Saturday, 27 February 2010

The Coming of Carloth

We’ve been threatened with the coming of Carlos (or Carloth, as I can’t help calling him, having spent years learning to say ‘Barthelona’ with appropriate aplomb) ever since Number One Son’s exchange trip to Seville.

Carloth is coming to stay with us next week to brush up his excellent English, Number One Son having spent his Spanish trip also brushing up Carloth’s excellent English. Number One Son’s Spanish remains stubbornly negligible, unlike my own, which is non-existent. I can say Ola! (without the upside down exclamation mark, which I can’t pronounce) because it’s the name of a magazine, and Grazie and Prego, which alas turn out to be Italian.

So we are all depending entirely and pathetically on Carloth’s Excellent English.

Number One Son asked me to fetch down his air gun to ‘give them something to do’ during Carloth’s stay. What exactly?
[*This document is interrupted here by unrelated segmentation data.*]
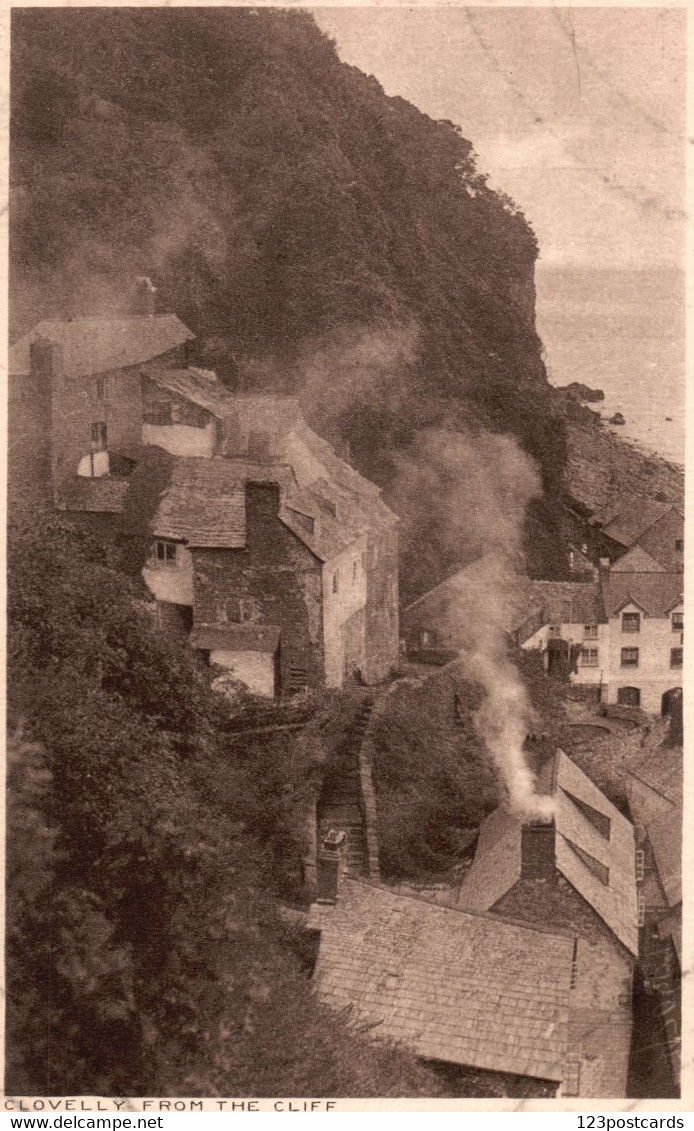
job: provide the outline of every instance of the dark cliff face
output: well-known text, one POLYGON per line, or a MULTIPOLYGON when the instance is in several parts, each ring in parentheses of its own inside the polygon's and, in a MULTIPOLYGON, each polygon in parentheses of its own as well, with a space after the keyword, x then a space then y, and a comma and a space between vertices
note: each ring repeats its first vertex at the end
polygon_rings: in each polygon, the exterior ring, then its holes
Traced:
POLYGON ((298 11, 16 9, 11 78, 14 333, 149 275, 203 363, 293 388, 387 490, 418 429, 466 424, 513 433, 552 510, 535 236, 456 127, 298 11))

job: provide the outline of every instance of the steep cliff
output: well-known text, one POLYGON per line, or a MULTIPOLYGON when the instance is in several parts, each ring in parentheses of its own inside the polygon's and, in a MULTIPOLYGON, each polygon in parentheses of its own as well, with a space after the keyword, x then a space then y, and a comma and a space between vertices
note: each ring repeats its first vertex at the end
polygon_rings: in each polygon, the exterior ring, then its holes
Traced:
POLYGON ((12 14, 12 330, 118 309, 146 274, 225 380, 294 388, 387 490, 423 426, 510 432, 541 473, 530 566, 552 570, 565 452, 536 256, 458 129, 340 63, 305 12, 12 14))

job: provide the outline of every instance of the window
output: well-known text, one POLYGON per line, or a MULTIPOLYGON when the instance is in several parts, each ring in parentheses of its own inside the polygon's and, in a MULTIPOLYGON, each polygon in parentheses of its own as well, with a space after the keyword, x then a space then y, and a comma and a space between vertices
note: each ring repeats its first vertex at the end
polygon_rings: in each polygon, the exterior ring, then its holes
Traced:
POLYGON ((96 400, 107 400, 111 391, 111 381, 107 377, 96 377, 94 379, 94 397, 96 400))
POLYGON ((639 688, 618 688, 617 702, 622 707, 640 707, 641 691, 639 688))
POLYGON ((645 873, 645 857, 643 855, 643 848, 636 848, 634 866, 636 869, 636 883, 643 883, 643 877, 645 873))
POLYGON ((171 400, 157 400, 154 405, 145 408, 144 421, 146 424, 156 424, 159 428, 172 423, 171 400))
POLYGON ((96 424, 92 425, 92 450, 105 451, 106 447, 106 422, 97 421, 96 424))
POLYGON ((643 926, 645 924, 645 896, 643 891, 636 893, 636 915, 639 926, 643 926))
POLYGON ((158 569, 175 569, 176 568, 176 544, 175 542, 165 542, 163 538, 157 538, 154 546, 151 547, 151 564, 156 566, 158 569))
POLYGON ((581 1090, 581 1061, 578 1056, 570 1056, 564 1065, 564 1082, 562 1085, 563 1096, 578 1096, 581 1090))

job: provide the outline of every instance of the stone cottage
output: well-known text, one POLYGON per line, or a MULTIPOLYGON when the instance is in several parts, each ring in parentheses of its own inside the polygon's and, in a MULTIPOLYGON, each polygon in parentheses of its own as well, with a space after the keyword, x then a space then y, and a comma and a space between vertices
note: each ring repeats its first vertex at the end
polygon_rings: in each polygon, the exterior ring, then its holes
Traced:
POLYGON ((496 809, 456 906, 573 934, 573 1077, 564 1094, 618 1098, 626 1095, 639 957, 634 829, 562 751, 538 787, 554 797, 554 820, 524 822, 496 809))
POLYGON ((12 380, 38 395, 23 400, 41 422, 23 466, 43 457, 54 506, 113 536, 156 482, 142 576, 157 619, 255 693, 385 679, 397 517, 297 400, 234 395, 190 364, 192 337, 172 314, 40 323, 12 349, 12 380))

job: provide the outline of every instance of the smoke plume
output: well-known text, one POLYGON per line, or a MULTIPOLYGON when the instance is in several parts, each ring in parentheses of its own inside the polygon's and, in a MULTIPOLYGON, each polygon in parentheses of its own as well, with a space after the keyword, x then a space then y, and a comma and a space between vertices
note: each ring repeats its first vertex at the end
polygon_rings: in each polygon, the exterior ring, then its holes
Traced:
MULTIPOLYGON (((519 599, 526 506, 540 492, 535 465, 506 435, 431 429, 399 459, 398 472, 393 506, 407 516, 406 553, 422 552, 424 528, 440 561, 469 562, 444 613, 463 639, 467 675, 485 691, 475 724, 498 769, 506 803, 524 818, 549 818, 550 798, 536 792, 523 752, 526 735, 535 729, 533 710, 506 654, 506 630, 519 599)), ((430 575, 427 588, 431 584, 430 575)))

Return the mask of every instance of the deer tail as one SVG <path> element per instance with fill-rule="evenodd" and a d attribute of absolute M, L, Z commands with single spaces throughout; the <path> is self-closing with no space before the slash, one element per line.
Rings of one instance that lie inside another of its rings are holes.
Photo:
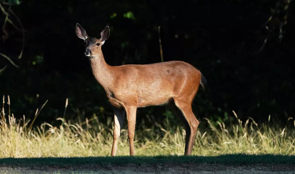
<path fill-rule="evenodd" d="M 205 89 L 205 87 L 207 86 L 207 80 L 205 78 L 204 75 L 201 73 L 201 80 L 200 81 L 200 85 L 202 86 L 203 88 Z"/>

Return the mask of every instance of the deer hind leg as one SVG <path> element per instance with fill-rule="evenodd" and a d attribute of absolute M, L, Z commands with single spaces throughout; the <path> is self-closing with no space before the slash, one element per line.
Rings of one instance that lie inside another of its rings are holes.
<path fill-rule="evenodd" d="M 199 126 L 199 121 L 193 112 L 191 102 L 184 100 L 174 98 L 175 106 L 181 111 L 182 115 L 186 121 L 188 127 L 186 129 L 185 149 L 185 155 L 191 154 L 195 142 L 196 133 Z"/>
<path fill-rule="evenodd" d="M 188 145 L 191 135 L 191 128 L 188 123 L 187 121 L 183 116 L 182 112 L 176 106 L 174 101 L 171 101 L 168 104 L 168 106 L 172 112 L 180 120 L 184 125 L 185 129 L 185 154 L 186 154 L 188 149 Z"/>
<path fill-rule="evenodd" d="M 136 106 L 134 106 L 126 107 L 126 108 L 127 115 L 128 138 L 129 140 L 130 155 L 131 156 L 135 155 L 134 140 L 137 109 Z"/>
<path fill-rule="evenodd" d="M 120 137 L 121 130 L 123 127 L 125 117 L 125 110 L 114 106 L 114 116 L 115 123 L 114 125 L 114 132 L 113 133 L 113 140 L 111 156 L 115 156 L 118 147 L 118 142 Z"/>

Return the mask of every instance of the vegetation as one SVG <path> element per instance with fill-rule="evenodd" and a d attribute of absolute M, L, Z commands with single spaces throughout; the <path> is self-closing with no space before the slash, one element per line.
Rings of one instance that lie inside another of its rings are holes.
<path fill-rule="evenodd" d="M 67 120 L 79 112 L 81 119 L 95 113 L 106 122 L 112 108 L 92 75 L 75 26 L 78 22 L 89 35 L 99 37 L 98 31 L 107 25 L 110 35 L 102 49 L 111 65 L 163 58 L 187 62 L 201 71 L 208 85 L 198 92 L 193 105 L 198 118 L 230 126 L 234 110 L 243 121 L 249 116 L 267 121 L 270 114 L 284 123 L 295 114 L 290 66 L 295 54 L 294 4 L 283 0 L 0 0 L 0 94 L 10 96 L 17 119 L 24 114 L 33 119 L 35 108 L 48 100 L 36 125 L 56 123 L 67 98 Z M 149 128 L 154 122 L 164 126 L 166 112 L 164 107 L 141 108 L 138 121 Z M 177 123 L 168 118 L 171 125 Z"/>
<path fill-rule="evenodd" d="M 39 110 L 37 110 L 31 121 L 24 116 L 17 120 L 9 108 L 8 111 L 3 108 L 0 115 L 0 157 L 85 157 L 110 154 L 113 128 L 111 117 L 106 122 L 100 122 L 95 116 L 85 121 L 79 119 L 78 122 L 59 118 L 56 121 L 58 126 L 45 122 L 33 128 L 33 122 Z M 282 129 L 275 124 L 270 126 L 269 121 L 259 125 L 250 118 L 242 122 L 234 113 L 238 121 L 236 124 L 226 126 L 219 122 L 214 124 L 207 119 L 201 123 L 193 154 L 295 154 L 295 122 L 293 118 L 289 120 L 292 124 Z M 142 124 L 138 123 L 137 125 L 144 126 Z M 136 154 L 183 154 L 185 131 L 179 125 L 165 124 L 162 127 L 156 123 L 150 128 L 144 128 L 136 132 Z M 126 129 L 123 130 L 118 155 L 129 154 L 127 137 Z"/>

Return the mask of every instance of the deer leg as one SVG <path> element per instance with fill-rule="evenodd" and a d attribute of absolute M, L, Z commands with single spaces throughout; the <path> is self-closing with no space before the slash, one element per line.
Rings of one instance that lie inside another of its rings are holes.
<path fill-rule="evenodd" d="M 115 123 L 114 125 L 114 132 L 113 133 L 113 140 L 111 156 L 115 156 L 118 147 L 118 142 L 120 137 L 121 130 L 123 126 L 125 116 L 125 110 L 116 107 L 113 107 Z"/>
<path fill-rule="evenodd" d="M 174 114 L 184 124 L 185 129 L 185 154 L 186 154 L 188 150 L 188 145 L 191 135 L 191 128 L 188 123 L 187 121 L 184 117 L 182 112 L 176 106 L 174 101 L 171 101 L 168 104 L 168 106 L 172 110 Z"/>
<path fill-rule="evenodd" d="M 186 137 L 188 137 L 187 136 L 189 136 L 189 138 L 186 151 L 185 153 L 185 155 L 190 155 L 191 154 L 193 147 L 194 144 L 196 133 L 199 126 L 199 121 L 193 112 L 191 103 L 188 103 L 187 102 L 184 102 L 177 99 L 175 100 L 175 99 L 174 103 L 176 106 L 182 112 L 182 114 L 187 122 L 190 130 L 189 134 L 186 131 Z M 187 139 L 187 138 L 186 139 Z M 186 144 L 187 141 L 186 141 Z"/>
<path fill-rule="evenodd" d="M 137 107 L 134 106 L 126 107 L 126 109 L 127 115 L 128 126 L 127 130 L 128 138 L 129 140 L 130 155 L 132 156 L 135 155 L 134 152 L 134 139 L 137 109 Z"/>

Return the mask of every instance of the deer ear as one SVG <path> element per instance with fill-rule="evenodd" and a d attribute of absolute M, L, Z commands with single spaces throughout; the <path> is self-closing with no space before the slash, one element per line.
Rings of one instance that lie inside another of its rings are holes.
<path fill-rule="evenodd" d="M 83 40 L 85 40 L 88 38 L 85 30 L 78 23 L 76 24 L 76 34 L 78 38 Z"/>
<path fill-rule="evenodd" d="M 107 39 L 110 35 L 110 28 L 109 26 L 107 26 L 104 27 L 104 30 L 100 32 L 100 35 L 101 36 L 101 42 L 103 44 L 104 41 Z"/>

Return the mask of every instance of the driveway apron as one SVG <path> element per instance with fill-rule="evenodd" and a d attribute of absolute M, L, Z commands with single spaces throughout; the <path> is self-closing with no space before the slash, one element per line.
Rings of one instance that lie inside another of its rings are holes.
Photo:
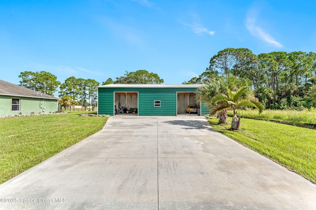
<path fill-rule="evenodd" d="M 111 117 L 0 185 L 0 209 L 316 209 L 316 185 L 202 117 Z"/>

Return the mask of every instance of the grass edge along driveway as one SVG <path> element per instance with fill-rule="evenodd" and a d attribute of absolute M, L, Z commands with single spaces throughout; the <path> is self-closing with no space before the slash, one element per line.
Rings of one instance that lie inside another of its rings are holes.
<path fill-rule="evenodd" d="M 0 184 L 102 129 L 108 118 L 88 113 L 0 119 Z"/>
<path fill-rule="evenodd" d="M 241 119 L 240 131 L 207 117 L 215 130 L 316 183 L 316 130 L 266 121 Z"/>

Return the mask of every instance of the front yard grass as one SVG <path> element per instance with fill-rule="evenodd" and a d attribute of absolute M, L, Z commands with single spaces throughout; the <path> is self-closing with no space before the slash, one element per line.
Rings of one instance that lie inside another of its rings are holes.
<path fill-rule="evenodd" d="M 101 130 L 108 120 L 82 113 L 0 119 L 0 184 Z"/>
<path fill-rule="evenodd" d="M 316 130 L 242 118 L 241 130 L 233 131 L 231 118 L 225 125 L 207 120 L 215 130 L 316 183 Z"/>

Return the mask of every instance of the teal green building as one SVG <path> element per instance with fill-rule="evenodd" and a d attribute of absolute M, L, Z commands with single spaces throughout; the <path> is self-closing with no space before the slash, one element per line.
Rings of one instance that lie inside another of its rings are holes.
<path fill-rule="evenodd" d="M 52 113 L 58 98 L 0 80 L 0 116 Z"/>
<path fill-rule="evenodd" d="M 196 101 L 200 85 L 110 84 L 98 87 L 98 114 L 125 114 L 124 110 L 139 116 L 176 116 L 188 114 L 189 106 L 198 114 L 209 113 L 203 102 Z M 195 115 L 191 114 L 191 115 Z"/>

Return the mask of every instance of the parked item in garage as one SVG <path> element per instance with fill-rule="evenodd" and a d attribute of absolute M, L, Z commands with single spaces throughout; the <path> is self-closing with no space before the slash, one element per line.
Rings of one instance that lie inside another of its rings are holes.
<path fill-rule="evenodd" d="M 124 109 L 124 112 L 125 113 L 137 113 L 138 111 L 138 109 L 137 108 L 125 108 Z"/>
<path fill-rule="evenodd" d="M 186 109 L 186 111 L 187 113 L 191 114 L 191 113 L 196 113 L 198 114 L 198 107 L 195 106 L 189 106 Z"/>

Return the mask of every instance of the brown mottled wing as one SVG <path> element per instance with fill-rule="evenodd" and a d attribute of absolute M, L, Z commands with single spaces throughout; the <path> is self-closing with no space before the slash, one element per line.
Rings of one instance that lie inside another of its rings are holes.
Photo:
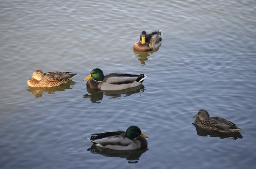
<path fill-rule="evenodd" d="M 210 118 L 209 121 L 212 125 L 214 125 L 216 128 L 221 130 L 238 128 L 234 123 L 221 117 L 211 117 Z"/>
<path fill-rule="evenodd" d="M 71 73 L 71 72 L 63 72 L 61 71 L 53 71 L 53 72 L 51 72 L 45 73 L 45 74 L 44 74 L 44 75 L 47 75 L 55 76 L 55 75 L 56 75 L 56 74 L 69 74 L 70 73 Z"/>

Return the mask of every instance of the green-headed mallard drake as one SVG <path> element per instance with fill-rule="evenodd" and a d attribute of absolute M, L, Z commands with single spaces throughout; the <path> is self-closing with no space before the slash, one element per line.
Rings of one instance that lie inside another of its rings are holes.
<path fill-rule="evenodd" d="M 234 123 L 224 118 L 218 117 L 210 117 L 208 112 L 203 109 L 199 110 L 198 114 L 193 117 L 195 117 L 195 125 L 209 131 L 234 133 L 242 129 L 237 127 Z"/>
<path fill-rule="evenodd" d="M 134 45 L 134 48 L 136 50 L 140 52 L 154 50 L 161 45 L 162 35 L 161 30 L 150 33 L 147 33 L 144 30 L 141 33 L 140 39 Z"/>
<path fill-rule="evenodd" d="M 92 134 L 88 138 L 95 145 L 117 150 L 138 150 L 147 146 L 145 138 L 149 137 L 143 134 L 138 127 L 132 125 L 126 131 L 114 131 Z"/>
<path fill-rule="evenodd" d="M 71 81 L 77 74 L 70 72 L 55 71 L 43 74 L 40 70 L 34 71 L 28 79 L 28 85 L 33 87 L 50 87 L 57 86 Z"/>
<path fill-rule="evenodd" d="M 83 79 L 88 79 L 86 86 L 92 89 L 102 90 L 119 90 L 138 86 L 142 84 L 147 75 L 126 74 L 110 74 L 105 76 L 99 68 L 93 69 Z"/>

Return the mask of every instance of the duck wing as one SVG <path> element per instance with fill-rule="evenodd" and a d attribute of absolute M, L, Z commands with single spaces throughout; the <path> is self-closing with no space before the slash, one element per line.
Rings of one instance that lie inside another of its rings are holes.
<path fill-rule="evenodd" d="M 70 74 L 70 72 L 63 72 L 55 71 L 47 72 L 44 74 L 45 79 L 49 82 L 70 80 L 73 79 L 77 74 Z"/>
<path fill-rule="evenodd" d="M 143 74 L 139 75 L 127 74 L 111 74 L 106 75 L 103 82 L 112 84 L 132 83 L 134 82 L 142 82 L 147 77 Z"/>
<path fill-rule="evenodd" d="M 234 123 L 221 117 L 211 117 L 210 118 L 209 121 L 212 125 L 221 130 L 238 128 Z"/>

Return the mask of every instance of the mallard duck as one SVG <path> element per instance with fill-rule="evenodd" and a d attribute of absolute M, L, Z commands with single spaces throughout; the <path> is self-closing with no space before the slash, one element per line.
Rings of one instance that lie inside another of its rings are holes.
<path fill-rule="evenodd" d="M 193 117 L 195 117 L 195 125 L 209 131 L 234 133 L 242 129 L 237 127 L 234 123 L 224 118 L 218 117 L 210 117 L 208 112 L 203 109 L 199 110 L 198 114 Z"/>
<path fill-rule="evenodd" d="M 83 81 L 88 79 L 86 86 L 95 90 L 119 90 L 138 86 L 147 77 L 143 74 L 139 75 L 126 74 L 110 74 L 105 76 L 99 68 L 93 69 Z"/>
<path fill-rule="evenodd" d="M 136 51 L 140 52 L 154 50 L 161 45 L 162 35 L 161 30 L 150 33 L 147 33 L 144 30 L 141 33 L 140 39 L 134 45 L 134 48 Z"/>
<path fill-rule="evenodd" d="M 28 79 L 27 84 L 33 87 L 49 87 L 57 86 L 71 81 L 77 74 L 70 72 L 55 71 L 45 73 L 40 70 L 33 72 L 32 76 Z"/>
<path fill-rule="evenodd" d="M 92 134 L 87 138 L 95 145 L 117 150 L 138 150 L 147 146 L 145 138 L 149 138 L 143 134 L 139 128 L 135 125 L 129 127 L 125 132 L 113 131 Z"/>

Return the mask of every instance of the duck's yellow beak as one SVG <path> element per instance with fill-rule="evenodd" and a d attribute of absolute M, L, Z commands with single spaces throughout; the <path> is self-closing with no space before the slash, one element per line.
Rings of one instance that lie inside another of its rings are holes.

They could practice shooting the bird table, which has already almost disintegrated under the strain, or the apple trees, though this risks winging Dolly, Mollie or possibly Polly in the field beyond. They could shoot each other, of course, but only by taking turns.

We both know why Number One Son wants the gun around; to make him look impressive. Like the sword.

I bought him the sword for Christmas. I was tired of investing in memory sticks that got lost and PS3 games I didn’t want them to play. I wanted to buy actual stuff for Christmas, not electronics. And what my total pacificist son turned out to want was a real antique sword.

Easier said than done. I soon discovered that telling a dealer ‘I want a sword for my 15 year old son’ meant he couldn’t then sell me one: it’s illegal. Daft really, as the sword I ended up with (by lying, alas) is so blunt no drug-crazed adolescent could possibly do harm with it, except perhaps by bashing someone over the head with the scabbard.

But Number One Son was enraptured, and has mounted it, Damocles-like, above his bedroom door, where it lives when he isn’t polishing it lovingly. It’s a nineteenth century infantryman’s sword apparently: hopefully Carloth will be impressed.

Armed with this and my red tray-cloth, they could always go and play matadors with ‘bull in park.’ – that should make Carloth feel more at home.